Emily Flippen: When you look at the success of Chipotle, part of the reason why Chipotle management isn't that worried about the fact they've had to raise prices over the past year is because they've consistently had an option price below $10. Their most popular item, their chicken burrito. That's been really steady. Regardless of where your price point has been, you've been able to walk into a Chipotle and know that you're going to get a reasonably priced chicken burrito. Sweetgreen doesn't have that right now. They charge per topping, which is challenging, I think for a lot of consumers. Their salads readily end up being $15-20 per salad. It doesn't translate as easily to maybe a more price sensitive market. I do concern a little bit with how Sweetgreen is going to expand. I do think having some base level option that is priced at or below $10 would dramatically helped them assuming of course they can make that profitable.
Chris Hill: The headline for Domino's Pizza is not the company's fourth-quarter earnings report. It's the fact that CEO Rich Allison is retiring after less than four years in the corner office. Allison will step down later this spring and hand the keys to Domino's Chief Operating Officer Russell Weiner. Jason, Rich Allison is 53 years old. He's not staying on the board. He sounds like someone who's just going to live the next stage of his life.

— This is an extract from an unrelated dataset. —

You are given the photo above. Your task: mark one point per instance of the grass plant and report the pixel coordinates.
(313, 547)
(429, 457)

Jason Moser: I'm getting hungry. I mean, it's Chipotle and Sweetgreen and pizza. Focus up, Jason. All right. Yeah, you're right. The big story, Rich Allison calling it a day. I mean, he's with the company for 11 years, CEO for about four, obviously done a tremendous job, particularly in a difficult time. Very sensible to promote Russell Weiner who served as the COO for about four years and has been with the company since 2008. We'll have to see how he performs. That's not always a guarantee, but typically like to see that COO take the step up. As far as the quarter, it was OK. It wasn't anything really to write home about, but US same store sales growth, one percent, international same store sales growth of 1.8 percent.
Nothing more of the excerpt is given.